Cash in hand: India's demonetization policy
India's demonetization policy means short-term headaches for private equity, but probably long-term gains
Private equity, especially in Asia, has always had what is best described as an interesting relationship with policy makers. New legislation, whether it is perceived positively or negatively, has an impact on the industry because of the illiquid nature of the typical PE portfolio. From sector deregulation, to state-owned enterprise reform, foreign ownership laws and tax treatment, governments have a proven track record in hindering - and helping - private equity investment and exit activity in many parts of Asia.
A recent example would be the Indian government's sudden decision to rid its economy of INR500 and INR1,000 banknotes. Since its November 8 announcement, this policy has raised more than a few eyebrows and prompted plenty negative reactions locally and internationally. As for private equity, the question is what kind of impact will demonetization of certain banknotes have on an industry that deals mostly in sums too large to be transacted in cash.
Speaking to an LP with exposure to a number of Indian private equity funds, the belief is that demonetization will largely be a good thing for the fund managers because it will remove black money from the economy. Much like a detoxification process, there will be some pain before the situation gets better, with portfolio growth likely to take a hit over the next two or three quarters as companies face a cash crunch. "Market-to-market valuations will be down, public markets are down, multiples are down, and liquidity will slow down," was the LP's assessment.

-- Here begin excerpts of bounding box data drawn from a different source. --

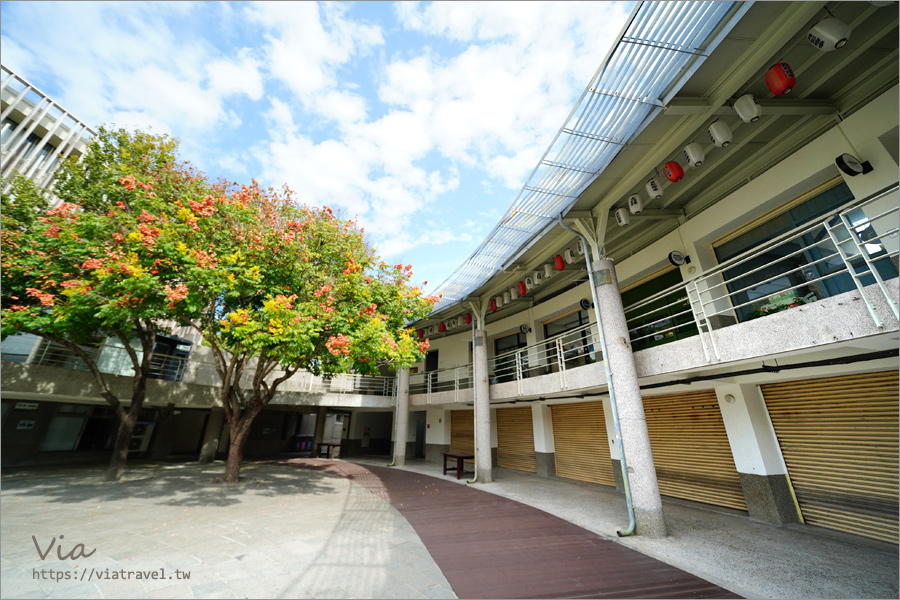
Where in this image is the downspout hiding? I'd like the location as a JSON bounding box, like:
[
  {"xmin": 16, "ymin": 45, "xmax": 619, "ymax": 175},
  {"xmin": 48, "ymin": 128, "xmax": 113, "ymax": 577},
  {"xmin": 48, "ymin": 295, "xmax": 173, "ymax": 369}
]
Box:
[
  {"xmin": 466, "ymin": 305, "xmax": 481, "ymax": 483},
  {"xmin": 387, "ymin": 371, "xmax": 400, "ymax": 467},
  {"xmin": 556, "ymin": 213, "xmax": 635, "ymax": 537}
]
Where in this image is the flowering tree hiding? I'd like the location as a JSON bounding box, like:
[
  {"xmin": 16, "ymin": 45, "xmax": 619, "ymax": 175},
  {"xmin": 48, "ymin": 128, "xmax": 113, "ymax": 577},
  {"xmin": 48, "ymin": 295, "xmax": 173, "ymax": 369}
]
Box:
[
  {"xmin": 0, "ymin": 128, "xmax": 206, "ymax": 480},
  {"xmin": 175, "ymin": 181, "xmax": 437, "ymax": 483}
]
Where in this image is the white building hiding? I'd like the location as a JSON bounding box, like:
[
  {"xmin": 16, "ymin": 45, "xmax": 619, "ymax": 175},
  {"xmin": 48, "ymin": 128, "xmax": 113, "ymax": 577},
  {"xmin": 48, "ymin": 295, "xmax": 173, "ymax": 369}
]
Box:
[{"xmin": 2, "ymin": 2, "xmax": 900, "ymax": 544}]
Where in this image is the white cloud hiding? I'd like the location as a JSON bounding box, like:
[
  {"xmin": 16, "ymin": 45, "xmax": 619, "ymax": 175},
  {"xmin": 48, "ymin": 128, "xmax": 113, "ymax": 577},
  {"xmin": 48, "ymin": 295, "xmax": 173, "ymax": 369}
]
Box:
[
  {"xmin": 247, "ymin": 2, "xmax": 384, "ymax": 105},
  {"xmin": 3, "ymin": 2, "xmax": 262, "ymax": 137}
]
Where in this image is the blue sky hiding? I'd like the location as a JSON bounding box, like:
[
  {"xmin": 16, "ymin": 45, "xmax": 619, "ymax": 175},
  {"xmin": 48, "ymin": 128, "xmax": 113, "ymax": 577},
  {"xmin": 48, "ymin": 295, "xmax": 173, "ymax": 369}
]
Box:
[{"xmin": 0, "ymin": 2, "xmax": 632, "ymax": 290}]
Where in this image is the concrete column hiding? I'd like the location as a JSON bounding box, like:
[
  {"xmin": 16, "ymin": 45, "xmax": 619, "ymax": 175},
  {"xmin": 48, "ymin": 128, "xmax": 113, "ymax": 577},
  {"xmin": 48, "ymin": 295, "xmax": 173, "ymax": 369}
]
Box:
[
  {"xmin": 197, "ymin": 406, "xmax": 225, "ymax": 465},
  {"xmin": 473, "ymin": 329, "xmax": 493, "ymax": 483},
  {"xmin": 591, "ymin": 259, "xmax": 666, "ymax": 537},
  {"xmin": 716, "ymin": 384, "xmax": 801, "ymax": 525},
  {"xmin": 603, "ymin": 396, "xmax": 625, "ymax": 492},
  {"xmin": 313, "ymin": 406, "xmax": 328, "ymax": 458},
  {"xmin": 531, "ymin": 404, "xmax": 556, "ymax": 477},
  {"xmin": 425, "ymin": 408, "xmax": 450, "ymax": 462},
  {"xmin": 394, "ymin": 369, "xmax": 409, "ymax": 467}
]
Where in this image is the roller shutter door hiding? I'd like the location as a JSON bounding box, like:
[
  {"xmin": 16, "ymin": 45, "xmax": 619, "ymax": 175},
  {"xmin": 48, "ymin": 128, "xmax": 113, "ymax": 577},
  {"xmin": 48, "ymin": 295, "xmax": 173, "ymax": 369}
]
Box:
[
  {"xmin": 762, "ymin": 371, "xmax": 898, "ymax": 544},
  {"xmin": 550, "ymin": 402, "xmax": 616, "ymax": 486},
  {"xmin": 450, "ymin": 410, "xmax": 475, "ymax": 454},
  {"xmin": 497, "ymin": 406, "xmax": 537, "ymax": 473},
  {"xmin": 643, "ymin": 390, "xmax": 747, "ymax": 510}
]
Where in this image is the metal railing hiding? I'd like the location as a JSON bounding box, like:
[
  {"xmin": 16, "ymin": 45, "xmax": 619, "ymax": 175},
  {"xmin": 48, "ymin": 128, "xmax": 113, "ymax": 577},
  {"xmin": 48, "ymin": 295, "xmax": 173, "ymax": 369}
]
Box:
[
  {"xmin": 29, "ymin": 340, "xmax": 188, "ymax": 381},
  {"xmin": 625, "ymin": 186, "xmax": 898, "ymax": 361},
  {"xmin": 685, "ymin": 186, "xmax": 898, "ymax": 361},
  {"xmin": 488, "ymin": 323, "xmax": 603, "ymax": 394},
  {"xmin": 409, "ymin": 364, "xmax": 474, "ymax": 402},
  {"xmin": 410, "ymin": 186, "xmax": 900, "ymax": 402},
  {"xmin": 2, "ymin": 340, "xmax": 395, "ymax": 397}
]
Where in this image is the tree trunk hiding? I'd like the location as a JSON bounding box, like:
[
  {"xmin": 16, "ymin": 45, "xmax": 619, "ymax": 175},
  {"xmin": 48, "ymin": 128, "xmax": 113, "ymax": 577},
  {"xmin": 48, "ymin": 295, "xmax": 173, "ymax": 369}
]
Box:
[
  {"xmin": 225, "ymin": 410, "xmax": 256, "ymax": 483},
  {"xmin": 106, "ymin": 406, "xmax": 143, "ymax": 481}
]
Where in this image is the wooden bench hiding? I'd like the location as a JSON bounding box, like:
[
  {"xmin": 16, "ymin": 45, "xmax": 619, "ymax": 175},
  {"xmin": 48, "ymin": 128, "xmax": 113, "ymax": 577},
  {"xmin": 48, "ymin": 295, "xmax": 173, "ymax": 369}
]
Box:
[
  {"xmin": 443, "ymin": 452, "xmax": 475, "ymax": 479},
  {"xmin": 316, "ymin": 442, "xmax": 341, "ymax": 458}
]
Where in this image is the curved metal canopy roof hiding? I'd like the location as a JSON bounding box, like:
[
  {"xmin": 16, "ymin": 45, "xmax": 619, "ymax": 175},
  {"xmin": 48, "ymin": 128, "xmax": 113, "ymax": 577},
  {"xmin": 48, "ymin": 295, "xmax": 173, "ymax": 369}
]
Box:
[{"xmin": 434, "ymin": 1, "xmax": 752, "ymax": 310}]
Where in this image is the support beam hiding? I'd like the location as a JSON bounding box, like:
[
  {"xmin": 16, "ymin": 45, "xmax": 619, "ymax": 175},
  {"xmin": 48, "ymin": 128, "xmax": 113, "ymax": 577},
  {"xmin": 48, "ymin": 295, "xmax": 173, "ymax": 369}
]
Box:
[
  {"xmin": 591, "ymin": 259, "xmax": 666, "ymax": 538},
  {"xmin": 393, "ymin": 369, "xmax": 409, "ymax": 467},
  {"xmin": 197, "ymin": 406, "xmax": 225, "ymax": 465},
  {"xmin": 472, "ymin": 329, "xmax": 493, "ymax": 483}
]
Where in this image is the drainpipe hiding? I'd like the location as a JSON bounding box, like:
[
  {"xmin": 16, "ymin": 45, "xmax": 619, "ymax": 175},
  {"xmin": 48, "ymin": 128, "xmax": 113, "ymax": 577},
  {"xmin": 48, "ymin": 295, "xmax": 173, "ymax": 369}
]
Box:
[
  {"xmin": 466, "ymin": 305, "xmax": 478, "ymax": 483},
  {"xmin": 556, "ymin": 213, "xmax": 635, "ymax": 537},
  {"xmin": 387, "ymin": 371, "xmax": 400, "ymax": 467},
  {"xmin": 466, "ymin": 304, "xmax": 481, "ymax": 483}
]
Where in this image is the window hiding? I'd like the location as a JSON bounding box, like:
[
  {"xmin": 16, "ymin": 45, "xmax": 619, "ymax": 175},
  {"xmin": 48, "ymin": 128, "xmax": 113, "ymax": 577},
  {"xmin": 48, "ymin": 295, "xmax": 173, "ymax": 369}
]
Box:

This is not helpful for GPs looking to launch new funds: an existing portfolio that might already have come through some difficulties will erode in value, while any impending exits might be postponed or even called off. From a longer-term perspective, though, private equity stands to gain. First, it forces companies to be more transparent about their finances, which contributes to good governance and makes for more attractive investment targets. Second, it drains power from unofficial sources of financing - where a lot of this black money likely accumulated - and makes companies more amenable to approaches from mainstream capital providers.
For those with dry powder, demonetization is already creating opportunities. Venture capital firms that have been banking on the recent rise of financial technology, especially online payment providers, will likely see increased business for their portfolio companies as well as renewed interest from other investors. As many recent reports have highlighted, these cashless payment companies have seen a proliferation in potential customers, as small vendors who would have previously relied almost entirely on cash-based transaction reconsider their options.
Coincidentally, the AVCJ India Forum features a panel with senior representatives from Paypal, Freecharge and Mobikwik, who will no doubt discuss the issues, opportunities and challenges presented by the changing regulatory landscape.
The Indian demonetization is only one of many policy-related incidents that are going to affect private equity in the near future - and some will have a more direct impact than others. As the industry continues to mature, governments are paying more attention to the role played by private capital in local companies and the broader ramifications for the their economies. Particularly as a result of the disruptive influence of mobile-based technologies on traditional consumption industries, privately-held start-ups wield an increasing amount of power. They are not being held to account by public shareholders and regulators, or at least not yet.
In almost every developed market in Asia, private equity has come under more direct scrutiny as a result of the messy fallout from buyout transactions, which though relatively few in number, attract a disproportionate amount of publicity.
Whether private equity firms are lobbying governments regarding how they are treated or supporting portfolio companies that face administrative hurdles in certain markets, it is in their interests to forge constructive relationships with regulators. The industry must make its voice heard.